One tiny bell can help your communication with animals become more soft, clear and refined.
There’s a trick when working with horses to put a bell on the tip of the whip. Every time you move it you hear the music! The “goal” of the game, if you want to view it that way, is to hear the bell as little as possible. Of course we don’t want to get neurotic over it – there will always be some noise as the whip shifts or as we ourselves move around with our horse. The question is: How little can we hear that clear ringing of the bell? It’s a balance, though, because we don’t want to tell ourselves to never use the whip.
We just don’t want to use it all the time, for everything, without even thinking about it. It should mean something – just the way a horse will bite or kick another after warning him. We don’t want the whip to lose “meaning” or for our horse to become desensitized so that we have to use it more, later. So we ask our horse to do something very softly. Then we ask again with a bit more intention. Then we lift up the whip (but don’t touch them!). Then… We can tap the whip. And the bell will ring, but hopefully, because you used the whip this time, you won’t have to use it the next time around.

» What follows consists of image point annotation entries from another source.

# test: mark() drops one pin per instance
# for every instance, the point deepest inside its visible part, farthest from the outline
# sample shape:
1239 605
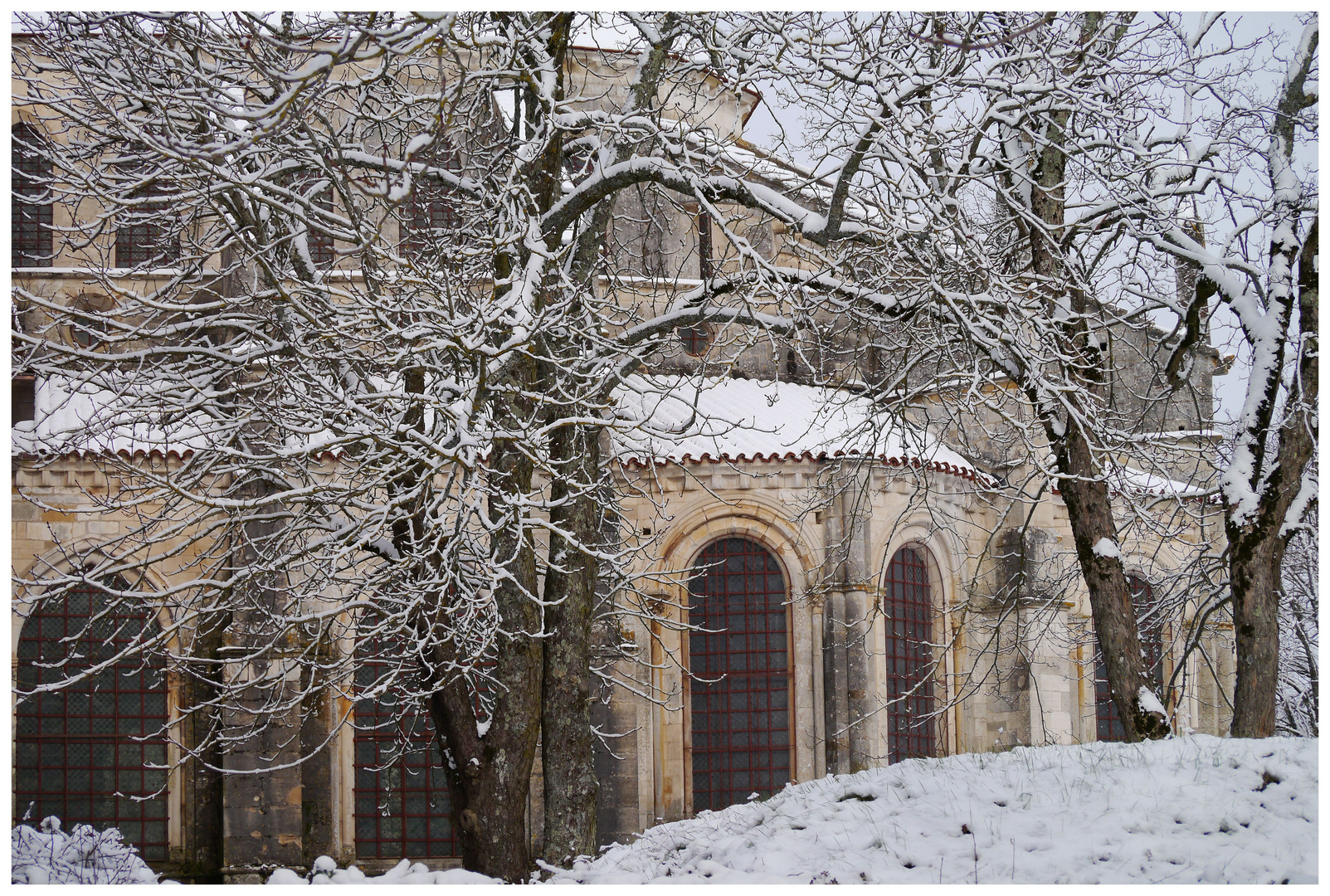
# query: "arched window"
738 655
30 201
431 214
908 618
402 801
1108 725
83 752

This can also be done with dogs (probably with any animal). The dogs that I train as guide dogs for the visually impaired/blind, usually will carry a small bell on their collar. This way their blind owner knows where they are by hearing. If you put a bell like this on your dog and you always just heard a sweet jingling – it’s all good! But if we are walking our dog and we always hearing a loud almost banging sound because the leash is getting jerked around so much… take that as a hint.